Performance of polygenic risk scores in screening, prediction, and risk stratification: secondary analysis of data in the Polygenic Score Catalog.
BMJ medicine 2023 ; 2: e000554.
Hingorani AD, Gratton J, Finan C, Schmidt AF, Patel R, Sofat R, Kuan V, Langenberg C, Hemingway H, Morris JK, Wald NJ
DOI : 10.1136/bmjmed-2023-000554
PubMed ID : 37859783
PMCID : PMC10582890
URL : https://bmjmedicine.bmj.com/content/2/1/e000554
Abstract
To clarify the performance of polygenic risk scores in population screening, individual risk prediction, and population risk stratification.
Secondary analysis of data in the Polygenic Score Catalog.
Polygenic Score Catalog, April 2022. Secondary analysis of 3915 performance metric estimates for 926 polygenic risk scores for 310 diseases to generate estimates of performance in population screening, individual risk, and population risk stratification.
Individuals contributing to the published studies in the Polygenic Score Catalog.
Detection rate for a 5% false positive rate (DR) and the population odds of becoming affected given a positive result; individual odds of becoming affected for a person with a particular polygenic score; and odds of becoming affected for groups of individuals in different portions of a polygenic risk score distribution. Coronary artery disease and breast cancer were used as illustrative examples.

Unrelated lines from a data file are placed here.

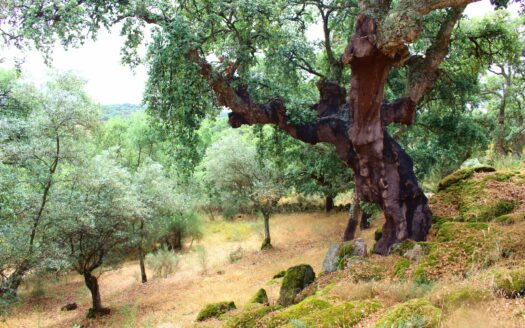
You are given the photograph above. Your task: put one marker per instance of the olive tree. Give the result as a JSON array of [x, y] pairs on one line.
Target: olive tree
[[232, 167], [255, 59], [35, 148]]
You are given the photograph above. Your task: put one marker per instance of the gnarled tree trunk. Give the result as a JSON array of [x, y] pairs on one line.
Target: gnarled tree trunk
[[357, 126]]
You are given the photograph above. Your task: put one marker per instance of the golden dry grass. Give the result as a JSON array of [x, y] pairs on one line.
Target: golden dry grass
[[175, 301]]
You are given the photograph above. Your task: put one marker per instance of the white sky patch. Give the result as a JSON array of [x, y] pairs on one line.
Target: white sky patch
[[108, 80]]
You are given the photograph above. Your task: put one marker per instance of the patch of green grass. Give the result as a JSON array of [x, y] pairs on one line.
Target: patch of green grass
[[414, 313]]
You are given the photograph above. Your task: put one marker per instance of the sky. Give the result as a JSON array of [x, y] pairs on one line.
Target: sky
[[98, 62]]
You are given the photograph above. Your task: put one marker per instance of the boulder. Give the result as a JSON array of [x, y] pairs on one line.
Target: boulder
[[295, 280], [214, 310], [260, 297], [331, 259], [415, 254], [70, 307]]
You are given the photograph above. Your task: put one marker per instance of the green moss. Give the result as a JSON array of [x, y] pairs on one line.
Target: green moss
[[214, 310], [346, 250], [365, 270], [461, 247], [260, 297], [347, 314], [302, 309], [454, 230], [266, 245], [511, 283], [462, 174], [490, 211], [279, 274], [465, 296], [509, 219], [295, 280], [403, 247], [414, 313], [378, 234], [400, 268], [250, 317]]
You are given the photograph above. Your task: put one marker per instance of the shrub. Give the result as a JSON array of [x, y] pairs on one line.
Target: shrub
[[511, 283], [414, 313], [236, 255], [163, 262], [214, 310]]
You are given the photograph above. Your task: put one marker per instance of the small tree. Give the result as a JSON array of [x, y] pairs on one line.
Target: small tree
[[97, 209], [232, 166], [41, 133]]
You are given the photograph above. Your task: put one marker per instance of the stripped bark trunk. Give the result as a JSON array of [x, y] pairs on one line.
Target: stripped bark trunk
[[92, 284], [267, 242], [329, 203], [383, 172], [143, 275]]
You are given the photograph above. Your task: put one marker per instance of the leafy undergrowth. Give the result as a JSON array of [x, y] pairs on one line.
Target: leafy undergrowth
[[470, 272], [472, 264]]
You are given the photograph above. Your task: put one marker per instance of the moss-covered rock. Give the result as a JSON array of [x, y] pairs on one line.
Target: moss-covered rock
[[378, 234], [295, 280], [266, 245], [460, 247], [403, 247], [279, 274], [400, 268], [297, 311], [464, 296], [414, 313], [250, 317], [364, 270], [214, 310], [260, 297], [346, 314], [462, 174], [511, 283]]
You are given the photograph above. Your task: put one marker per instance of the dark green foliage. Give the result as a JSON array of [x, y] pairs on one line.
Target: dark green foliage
[[260, 297], [295, 280], [378, 234], [250, 317], [119, 110], [400, 268], [279, 274], [511, 283], [214, 310], [415, 313]]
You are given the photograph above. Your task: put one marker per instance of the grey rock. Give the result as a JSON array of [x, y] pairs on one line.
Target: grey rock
[[331, 259], [415, 254]]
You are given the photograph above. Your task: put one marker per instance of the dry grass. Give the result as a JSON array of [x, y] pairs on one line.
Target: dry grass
[[175, 301]]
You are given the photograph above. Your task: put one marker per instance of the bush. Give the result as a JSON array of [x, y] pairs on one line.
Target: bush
[[414, 313], [163, 262], [511, 283], [236, 255], [214, 310]]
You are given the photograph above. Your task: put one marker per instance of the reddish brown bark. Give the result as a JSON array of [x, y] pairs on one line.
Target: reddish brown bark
[[356, 126]]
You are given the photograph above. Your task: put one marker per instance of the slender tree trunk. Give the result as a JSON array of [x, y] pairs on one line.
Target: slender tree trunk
[[141, 254], [92, 284], [353, 219], [267, 242], [329, 203], [12, 283]]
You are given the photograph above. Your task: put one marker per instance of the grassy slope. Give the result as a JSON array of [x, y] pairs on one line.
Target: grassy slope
[[477, 238], [298, 238]]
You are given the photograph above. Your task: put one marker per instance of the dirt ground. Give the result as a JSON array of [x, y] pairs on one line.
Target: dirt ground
[[176, 300]]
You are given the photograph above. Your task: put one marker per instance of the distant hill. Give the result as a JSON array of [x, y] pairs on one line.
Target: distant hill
[[122, 110]]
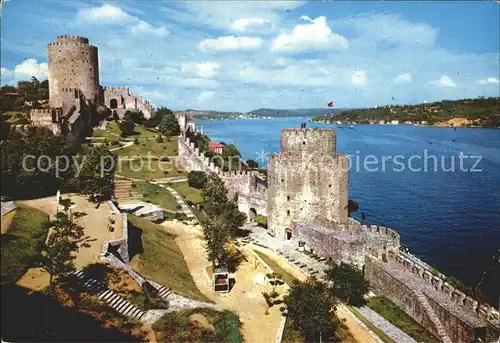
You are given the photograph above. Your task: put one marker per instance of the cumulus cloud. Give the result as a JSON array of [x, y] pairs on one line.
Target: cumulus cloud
[[490, 80], [249, 24], [25, 71], [203, 69], [316, 35], [146, 29], [445, 82], [402, 78], [358, 78], [230, 43], [103, 14]]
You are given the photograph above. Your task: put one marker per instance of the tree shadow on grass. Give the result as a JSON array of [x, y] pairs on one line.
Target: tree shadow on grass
[[134, 240], [37, 317]]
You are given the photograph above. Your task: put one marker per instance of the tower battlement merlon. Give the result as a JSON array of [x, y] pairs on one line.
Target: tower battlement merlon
[[72, 39], [308, 140]]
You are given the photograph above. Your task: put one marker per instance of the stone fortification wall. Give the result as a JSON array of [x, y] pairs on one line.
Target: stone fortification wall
[[342, 244], [120, 99], [307, 180], [240, 184], [430, 301], [73, 63]]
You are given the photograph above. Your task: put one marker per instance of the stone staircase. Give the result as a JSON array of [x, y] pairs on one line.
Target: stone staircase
[[443, 336], [113, 300], [124, 192]]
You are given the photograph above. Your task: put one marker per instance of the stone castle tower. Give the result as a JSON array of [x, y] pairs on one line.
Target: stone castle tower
[[307, 180], [73, 63]]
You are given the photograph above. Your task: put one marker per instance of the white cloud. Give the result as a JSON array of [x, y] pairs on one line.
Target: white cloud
[[358, 78], [308, 37], [230, 43], [25, 71], [445, 82], [104, 14], [246, 24], [490, 80], [402, 78], [203, 69], [146, 29]]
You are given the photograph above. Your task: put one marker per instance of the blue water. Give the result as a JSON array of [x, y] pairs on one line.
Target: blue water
[[451, 220]]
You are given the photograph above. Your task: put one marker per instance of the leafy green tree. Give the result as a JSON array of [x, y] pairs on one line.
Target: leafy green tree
[[127, 127], [169, 126], [216, 241], [349, 283], [97, 171], [311, 308], [252, 164], [59, 250], [196, 179]]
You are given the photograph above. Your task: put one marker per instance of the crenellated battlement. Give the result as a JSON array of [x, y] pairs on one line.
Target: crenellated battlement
[[418, 268], [72, 39]]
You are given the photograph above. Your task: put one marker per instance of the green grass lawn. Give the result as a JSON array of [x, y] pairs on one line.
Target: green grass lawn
[[148, 169], [176, 327], [146, 146], [287, 277], [156, 195], [186, 192], [370, 326], [23, 242], [399, 318], [157, 257]]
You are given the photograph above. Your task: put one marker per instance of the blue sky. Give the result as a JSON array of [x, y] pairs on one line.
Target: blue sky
[[245, 55]]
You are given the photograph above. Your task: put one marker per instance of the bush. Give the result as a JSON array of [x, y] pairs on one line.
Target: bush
[[196, 179]]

For performance in population screening, median DR for all polygenic risk scores and all diseases studied was 11% (interquartile range 8-18%). Median DR was 12% (9-19%) for polygenic risk scores for coronary artery disease and 10% (9-12%) for breast cancer. The population odds of becoming affected given a positive results were 1:8 for coronary artery disease and 1:21 for breast cancer, with background 10 year odds of 1:19 and 1:41, respectively, which are typical for these diseases at age 50. For individual risk prediction, the corresponding 10 year odds of becoming affected for individuals aged 50 with a polygenic risk score at the 2.5th, 25th, 75th, and 97.5th centiles were 1:54, 1:29, 1:15, and 1:8 for coronary artery disease and 1:91, 1:56, 1:34, and 1:21 for breast cancer. In terms of population risk stratification, at age 50, the risk of coronary artery disease was divided into five groups, with 10 year odds of 1:41 and 1:11 for the lowest and highest quintile groups, respectively. The 10 year odds was 1:7 for the upper 2.5% of the polygenic risk score distribution for coronary artery disease, a group that contributed 7% of cases. The corresponding estimates for breast cancer were 1:72 and 1:26 for the lowest and highest quintile groups, and 1:19 for the upper 2.5% of the distribution, which contributed 6% of cases.
Polygenic risk scores performed poorly in population screening, individual risk prediction, and population risk stratification. Strong claims about the effect of polygenic risk scores on healthcare seem to be disproportionate to their performance.